Where will the Brineys live? Or: Living arrangements in polygamous families (SSW s1e7, c1)

In the season finale episode of Seeking Sister Wife, the Briney family is getting ready to move out of state, but there was a difference in point of view about whether all the wives should continue to live together or not.  In the final scenes Auralee is an absolute saint.  She extends the olive branch in an amazing way to her sister wife, April.  Angela chimes in as well, and they all end up coming together in a beautiful way for the good of the family in both practical and emotional ways.

family chat

As may be expected, working out where everyone lives is a very common dilemma facing plural families, and it can be handled in a variety of ways.  Some families live in a single dwelling, sharing the same kitchen and living room (like the Alldredges do).  Some families may live in a single dwelling with separate apartments like my house or like the Fosters or Morrisons.  Some families have separate houses for the wives, but they are all in close proximity to one another, on the same property (or in the same cul-de-sac, like the Brown family currently does).  Some families may have separate houses for each wife, and those houses may be in separate cities or states.  I even know one family where the wives are in separate countries halfway around the world from each other (although they are working toward living all together).

Furthermore, many plural families are somewhere in between these various solutions, scalesor in transition between them.  For example, I know a family with three wives.  Two of them lived together in a single dwelling while the third (who was reportedly more difficult to live with) lived in a separate city.  Later on, the third, separate-city wife moved to a separate house next door to the other two, and lived there for a while.  Now they are all living together under one roof!  Ultimately, the solution to this problem will be different for each family, and lies in finding the correct balance between the practical and the emotional.  Both are very real issues, and need to be addressed.

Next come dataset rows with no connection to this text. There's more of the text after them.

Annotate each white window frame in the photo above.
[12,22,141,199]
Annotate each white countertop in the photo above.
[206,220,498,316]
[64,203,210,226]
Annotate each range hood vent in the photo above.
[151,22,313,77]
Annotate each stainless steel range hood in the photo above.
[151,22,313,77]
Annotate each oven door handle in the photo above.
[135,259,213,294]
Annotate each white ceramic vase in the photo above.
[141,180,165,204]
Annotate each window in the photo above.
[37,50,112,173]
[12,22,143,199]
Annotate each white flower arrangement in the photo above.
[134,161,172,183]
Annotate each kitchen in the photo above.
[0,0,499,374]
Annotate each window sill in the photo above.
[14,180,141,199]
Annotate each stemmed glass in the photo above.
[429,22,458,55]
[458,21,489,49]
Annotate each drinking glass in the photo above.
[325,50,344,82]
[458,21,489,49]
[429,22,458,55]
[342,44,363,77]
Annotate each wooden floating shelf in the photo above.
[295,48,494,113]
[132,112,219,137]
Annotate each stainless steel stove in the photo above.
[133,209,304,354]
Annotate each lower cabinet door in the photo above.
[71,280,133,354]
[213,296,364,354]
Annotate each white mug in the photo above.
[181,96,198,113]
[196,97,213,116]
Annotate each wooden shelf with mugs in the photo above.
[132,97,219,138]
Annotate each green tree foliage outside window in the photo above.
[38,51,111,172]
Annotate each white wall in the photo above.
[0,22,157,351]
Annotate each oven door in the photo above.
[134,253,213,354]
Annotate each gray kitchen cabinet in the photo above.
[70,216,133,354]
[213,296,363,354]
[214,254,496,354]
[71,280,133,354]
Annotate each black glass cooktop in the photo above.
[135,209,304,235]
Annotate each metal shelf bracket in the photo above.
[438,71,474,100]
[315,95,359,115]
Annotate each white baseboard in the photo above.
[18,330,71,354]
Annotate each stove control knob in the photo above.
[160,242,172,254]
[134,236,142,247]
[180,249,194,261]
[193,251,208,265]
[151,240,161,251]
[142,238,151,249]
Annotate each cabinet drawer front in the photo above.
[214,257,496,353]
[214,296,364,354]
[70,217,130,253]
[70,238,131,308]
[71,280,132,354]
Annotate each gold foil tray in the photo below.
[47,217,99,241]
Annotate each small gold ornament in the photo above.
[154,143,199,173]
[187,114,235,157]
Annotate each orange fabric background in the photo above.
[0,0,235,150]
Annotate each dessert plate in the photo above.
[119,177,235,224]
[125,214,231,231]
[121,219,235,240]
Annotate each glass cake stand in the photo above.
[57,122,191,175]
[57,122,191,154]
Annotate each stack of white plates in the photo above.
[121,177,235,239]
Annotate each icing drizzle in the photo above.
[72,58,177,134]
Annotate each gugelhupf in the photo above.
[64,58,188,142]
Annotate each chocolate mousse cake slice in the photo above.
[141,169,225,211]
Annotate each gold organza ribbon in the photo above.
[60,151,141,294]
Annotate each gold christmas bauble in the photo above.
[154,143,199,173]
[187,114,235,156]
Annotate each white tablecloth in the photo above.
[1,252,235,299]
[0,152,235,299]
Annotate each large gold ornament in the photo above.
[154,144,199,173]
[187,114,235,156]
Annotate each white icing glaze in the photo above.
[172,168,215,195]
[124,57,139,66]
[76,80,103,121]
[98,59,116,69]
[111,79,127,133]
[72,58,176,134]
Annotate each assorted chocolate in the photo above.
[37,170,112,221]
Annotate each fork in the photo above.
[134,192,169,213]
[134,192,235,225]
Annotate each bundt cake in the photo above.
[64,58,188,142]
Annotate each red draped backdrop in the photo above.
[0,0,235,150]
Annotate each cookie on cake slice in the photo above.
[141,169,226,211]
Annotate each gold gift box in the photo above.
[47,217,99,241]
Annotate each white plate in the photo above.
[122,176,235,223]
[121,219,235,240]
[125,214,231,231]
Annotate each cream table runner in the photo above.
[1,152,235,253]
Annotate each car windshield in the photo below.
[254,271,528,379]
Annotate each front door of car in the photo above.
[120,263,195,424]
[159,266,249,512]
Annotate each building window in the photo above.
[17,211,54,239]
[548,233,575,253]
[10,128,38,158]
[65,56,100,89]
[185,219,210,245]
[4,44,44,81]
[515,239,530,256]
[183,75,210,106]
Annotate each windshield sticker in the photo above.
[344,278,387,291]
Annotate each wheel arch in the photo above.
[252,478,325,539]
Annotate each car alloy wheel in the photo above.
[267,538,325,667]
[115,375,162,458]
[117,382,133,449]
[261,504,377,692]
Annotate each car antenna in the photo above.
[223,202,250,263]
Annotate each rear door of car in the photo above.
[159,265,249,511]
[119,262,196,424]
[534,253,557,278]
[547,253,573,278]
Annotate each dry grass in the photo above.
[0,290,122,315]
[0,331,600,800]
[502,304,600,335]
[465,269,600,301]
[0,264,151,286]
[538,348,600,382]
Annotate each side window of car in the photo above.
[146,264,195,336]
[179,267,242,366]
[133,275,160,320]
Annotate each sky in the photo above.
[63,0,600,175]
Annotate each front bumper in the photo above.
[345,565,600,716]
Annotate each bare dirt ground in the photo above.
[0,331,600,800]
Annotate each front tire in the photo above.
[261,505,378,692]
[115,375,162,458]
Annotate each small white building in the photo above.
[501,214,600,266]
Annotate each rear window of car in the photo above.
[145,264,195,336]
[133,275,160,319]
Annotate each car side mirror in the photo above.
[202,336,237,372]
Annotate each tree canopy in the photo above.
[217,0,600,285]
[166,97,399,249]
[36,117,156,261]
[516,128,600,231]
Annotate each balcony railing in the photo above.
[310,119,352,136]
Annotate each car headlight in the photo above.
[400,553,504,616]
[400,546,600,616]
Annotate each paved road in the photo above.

The practical side of the question deals with resources like time and expense.  It is certainly more expensive to live apart: There are multiple rents or mortgages to pay, separate utility bills will add up to greater expense than a combined bill, more property taxes, more home insurance, more time and expense for home maintenance, added expense for owning duplicates of many items, and additional time and expense is involved in travel between homes.  These, and a great many other things, are practical factors that must be considered.  I think a general consideration of practical factors will favor living together.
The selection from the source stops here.